Wednesday, February 3, 2010

141 Cranes and a spotlight on Deseret International

Once upon an unspecified time, an unnamed American organization decided to give free medical care to an area in Haiti. As an unfortunate, unintended consequence, the local Haitian doctors were not able to compete with the American MDs, and were forced out of the area. When the American organization later pulled out, the area was left with no system of medical care.

With this cautionary tale in mind, Deseret International executes a different model. Nowadays, developing countries have local surgeons, who received their surgical educations in Boston, London, etc., and then returned to their home countries with a desire to help.

Help is needed, certainly. The local surgeons may know of girls who have dropped out of school because of speech and social difficulties caused by a cleft palate. They may see children suffering from life-threatening hydrocephalus.

But the crossing from desire to action may be stymied by practical obstacles. Let's take one example: the surgeon does not have an adequately equipped operating room. Some needed thing is lacking: from sutures, to an operating room itself.

Deseret International bridges the gap from desire to action, by helping local surgeons get what they need to help their people. They may approach a local hospital, and offer to donate an updated anesthetic machine, if the hospital will reserve an operating room for free surgeries on, say, Friday. They may provide medical supplies to the local surgeon. Now the local surgeon has an operating room on Friday, and needed supplies, and spends Fridays performing surgeries on local people.

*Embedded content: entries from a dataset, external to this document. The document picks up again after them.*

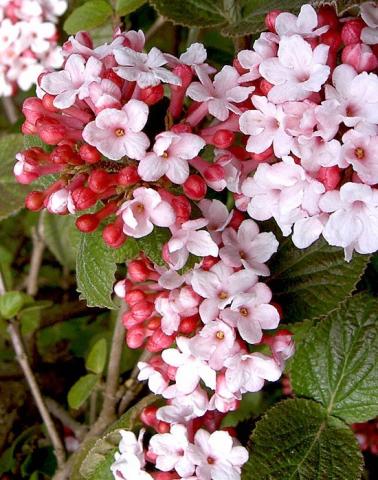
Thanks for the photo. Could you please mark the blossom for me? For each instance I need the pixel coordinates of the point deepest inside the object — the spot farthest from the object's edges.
(73, 81)
(218, 286)
(116, 133)
(265, 127)
(190, 369)
(170, 156)
(353, 220)
(250, 313)
(248, 247)
(305, 24)
(190, 239)
(144, 211)
(170, 450)
(297, 71)
(217, 455)
(220, 95)
(144, 68)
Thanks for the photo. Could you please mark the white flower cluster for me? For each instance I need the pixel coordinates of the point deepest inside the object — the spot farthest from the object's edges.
(28, 42)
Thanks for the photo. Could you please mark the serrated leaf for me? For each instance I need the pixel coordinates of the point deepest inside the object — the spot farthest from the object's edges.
(96, 359)
(152, 244)
(297, 440)
(90, 15)
(100, 456)
(124, 7)
(11, 303)
(81, 390)
(61, 237)
(95, 270)
(337, 363)
(311, 282)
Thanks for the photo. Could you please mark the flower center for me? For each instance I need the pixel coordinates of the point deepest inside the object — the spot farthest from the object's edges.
(359, 153)
(119, 132)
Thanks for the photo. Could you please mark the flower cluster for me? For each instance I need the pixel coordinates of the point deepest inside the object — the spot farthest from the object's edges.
(28, 41)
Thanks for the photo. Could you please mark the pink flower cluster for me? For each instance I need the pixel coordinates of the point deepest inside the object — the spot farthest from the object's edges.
(28, 41)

And then--I'm being literal here--the blind see, the lame walk, children live and go back to school.

Some of these miracles cost 25 U.S. Dollars. To learn more, visit DesInt's website.

I learned about Deseret International when Doug Jackson came to speak to my club, this morning. It inspires me, how many people are going forth from my town (I googled DesInt's mailing address--it's 3.7 miles north of my home) to do work to advance our world. Doug was recently in Haiti, and shared another story with a memorable lesson, with which I'll conclude.

Jeremy Johnson, from St. George, Utah, wanted to help in Haiti. He didn't know how, at first--he just knew he needed to be there. So he went to Haiti, and brought his personal helicopter. (Do I need to mention that Mr. Johnson is wealthy?) He ended up buying two more helicopters, and used his three helicopters to transport aid (many roads are impassable), and help people like Doug Jackson from DesInt to get around.

Doug's lesson. "Sometimes you have to--just show up, without a plan, without the set-up being absolutely perfect. Just show up, and you'll find ways to help." This lesson, of course, doesn't only apply to Haiti, which trip most of us can't afford.

Nah, I'm sure anybody can find plenty of things to show up to, just a few miles away from their homes--no helicopter needed.